Q: What exactly is the Model Context Protocol (MCP)?

A: MCP is an open standard, like a common language, that lets AI applications (clients) and external data sources or tools (servers) talk to each other. It helps AI models get the context (data, instructions, tools) they need from outside systems to give more accurate and relevant responses. Think of it as a universal adapter for AI connections.

Q: How is MCP different from OpenAI's function calling or plugins?

A: While OpenAI's tools allow models to use specific external functions, MCP is a broader, open standard. It covers not just tool use, but also providing structured data (Resources) and instruction templates (Prompts) as context. Being an open standard means it's not tied to one company's models or platform. OpenAI has even started adopting MCP in its Agents SDK.

Q: Can I use MCP with frameworks like LangChain?

A: Yes, MCP is designed to complement frameworks like LangChain or LlamaIndex. Instead of relying solely on custom connectors within these frameworks, you can use MCP as a standardized bridge to connect to various tools and data sources. There's potential for interoperability, like converting MCP tools into LangChain tools.

Q: Why was MCP created? What problem does it solve?

A: It was created because large language models often lack real-time information and connecting them to external data/tools required custom, complex integrations for each pair. MCP solves this by providing a standard way to connect, reducing development time, complexity, and cost, and enabling better interoperability between different AI models and tools.

Q: Is MCP secure? What are the main risks?

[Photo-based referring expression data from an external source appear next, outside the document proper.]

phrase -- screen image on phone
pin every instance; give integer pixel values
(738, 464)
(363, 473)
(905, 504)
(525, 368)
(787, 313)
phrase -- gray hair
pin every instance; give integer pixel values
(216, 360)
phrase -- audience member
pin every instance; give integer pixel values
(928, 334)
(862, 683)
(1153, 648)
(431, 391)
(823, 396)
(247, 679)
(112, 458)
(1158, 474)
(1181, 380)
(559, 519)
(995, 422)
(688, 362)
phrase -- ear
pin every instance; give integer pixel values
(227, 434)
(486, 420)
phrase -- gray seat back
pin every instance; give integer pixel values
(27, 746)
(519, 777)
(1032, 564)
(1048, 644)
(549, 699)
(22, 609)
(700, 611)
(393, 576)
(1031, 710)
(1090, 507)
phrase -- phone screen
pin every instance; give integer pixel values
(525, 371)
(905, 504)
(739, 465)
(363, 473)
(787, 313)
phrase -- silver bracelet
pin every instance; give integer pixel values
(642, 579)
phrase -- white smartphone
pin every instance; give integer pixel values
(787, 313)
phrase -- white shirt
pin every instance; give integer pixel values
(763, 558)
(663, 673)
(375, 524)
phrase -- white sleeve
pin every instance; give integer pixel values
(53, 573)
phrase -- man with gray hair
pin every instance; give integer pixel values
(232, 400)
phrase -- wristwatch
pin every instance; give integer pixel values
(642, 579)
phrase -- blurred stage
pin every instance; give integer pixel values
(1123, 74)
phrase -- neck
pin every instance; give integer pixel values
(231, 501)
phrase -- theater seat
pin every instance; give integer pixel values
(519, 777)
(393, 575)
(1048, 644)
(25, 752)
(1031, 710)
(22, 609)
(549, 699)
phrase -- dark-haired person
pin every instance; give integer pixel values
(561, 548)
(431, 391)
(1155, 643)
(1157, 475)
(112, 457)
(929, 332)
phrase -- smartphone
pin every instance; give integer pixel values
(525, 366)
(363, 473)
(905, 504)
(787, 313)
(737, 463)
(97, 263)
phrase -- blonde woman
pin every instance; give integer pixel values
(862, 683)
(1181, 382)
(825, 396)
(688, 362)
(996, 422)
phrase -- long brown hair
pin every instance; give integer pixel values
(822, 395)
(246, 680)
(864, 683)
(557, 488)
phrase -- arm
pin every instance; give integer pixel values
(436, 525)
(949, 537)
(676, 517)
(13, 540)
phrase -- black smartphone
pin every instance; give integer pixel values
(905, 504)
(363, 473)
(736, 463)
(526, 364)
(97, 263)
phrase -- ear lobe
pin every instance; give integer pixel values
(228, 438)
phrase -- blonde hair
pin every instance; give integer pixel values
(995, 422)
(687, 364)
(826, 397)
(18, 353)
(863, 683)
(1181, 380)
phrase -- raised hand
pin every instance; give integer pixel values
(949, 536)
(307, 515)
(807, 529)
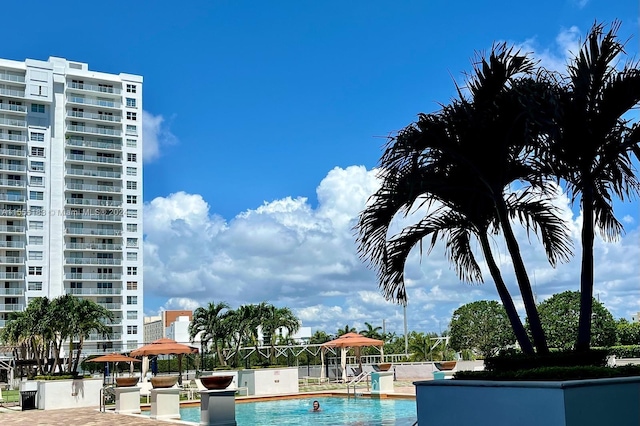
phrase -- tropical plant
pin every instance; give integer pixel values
(560, 313)
(481, 326)
(459, 165)
(208, 321)
(594, 146)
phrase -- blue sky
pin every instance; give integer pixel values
(265, 120)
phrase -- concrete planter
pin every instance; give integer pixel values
(71, 393)
(571, 403)
(269, 381)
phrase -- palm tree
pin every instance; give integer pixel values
(460, 163)
(87, 317)
(208, 322)
(346, 330)
(595, 145)
(371, 331)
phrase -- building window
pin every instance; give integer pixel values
(36, 195)
(37, 137)
(35, 255)
(34, 286)
(35, 270)
(36, 240)
(36, 180)
(37, 166)
(37, 151)
(36, 224)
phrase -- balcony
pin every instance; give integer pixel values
(92, 276)
(8, 76)
(12, 197)
(92, 231)
(93, 202)
(112, 336)
(93, 246)
(93, 116)
(13, 122)
(94, 173)
(95, 217)
(96, 102)
(100, 88)
(12, 307)
(12, 182)
(13, 152)
(95, 188)
(94, 158)
(11, 275)
(111, 305)
(91, 261)
(12, 92)
(93, 130)
(13, 107)
(11, 259)
(12, 137)
(11, 291)
(91, 143)
(11, 244)
(93, 291)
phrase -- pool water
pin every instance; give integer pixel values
(334, 411)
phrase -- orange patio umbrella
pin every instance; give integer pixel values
(166, 346)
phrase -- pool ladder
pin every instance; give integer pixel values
(355, 381)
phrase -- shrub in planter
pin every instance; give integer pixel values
(513, 361)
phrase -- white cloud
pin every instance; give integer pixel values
(156, 135)
(290, 254)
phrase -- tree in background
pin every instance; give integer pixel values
(627, 333)
(481, 326)
(559, 315)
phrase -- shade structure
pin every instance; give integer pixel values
(114, 357)
(166, 346)
(350, 340)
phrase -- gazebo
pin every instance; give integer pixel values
(346, 341)
(165, 346)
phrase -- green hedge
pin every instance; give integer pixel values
(513, 360)
(552, 373)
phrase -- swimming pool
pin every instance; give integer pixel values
(334, 411)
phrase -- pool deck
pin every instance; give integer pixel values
(93, 417)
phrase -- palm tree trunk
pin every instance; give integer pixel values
(586, 273)
(505, 297)
(537, 332)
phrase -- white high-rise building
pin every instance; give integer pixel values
(71, 191)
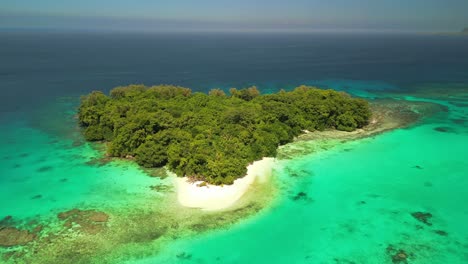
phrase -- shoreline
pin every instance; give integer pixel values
(388, 115)
(215, 198)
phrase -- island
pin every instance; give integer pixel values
(211, 137)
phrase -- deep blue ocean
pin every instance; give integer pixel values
(357, 200)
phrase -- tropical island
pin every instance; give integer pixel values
(211, 137)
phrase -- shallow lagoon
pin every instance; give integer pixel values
(344, 203)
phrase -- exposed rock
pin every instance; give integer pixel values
(11, 236)
(423, 217)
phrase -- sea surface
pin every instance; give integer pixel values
(353, 202)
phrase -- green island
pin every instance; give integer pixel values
(211, 137)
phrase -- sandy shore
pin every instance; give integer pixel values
(212, 197)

A: Security is a major consideration. While MCP includes principles like user consent and control, risks exist. These include potential server compromises leading to token theft, indirect prompt injection attacks, excessive permissions, context data leakage, session hijacking, and vulnerabilities in server implementations. Implementing robust security measures like OAuth 2.1, TLS, strict permissions, and monitoring is crucial.

Q: Who is behind MCP?

A: MCP was initially developed and open-sourced by Anthropic. However, it's an open standard with active contributions from the community, including companies like Microsoft and VMware Tanzu who maintain official SDKs.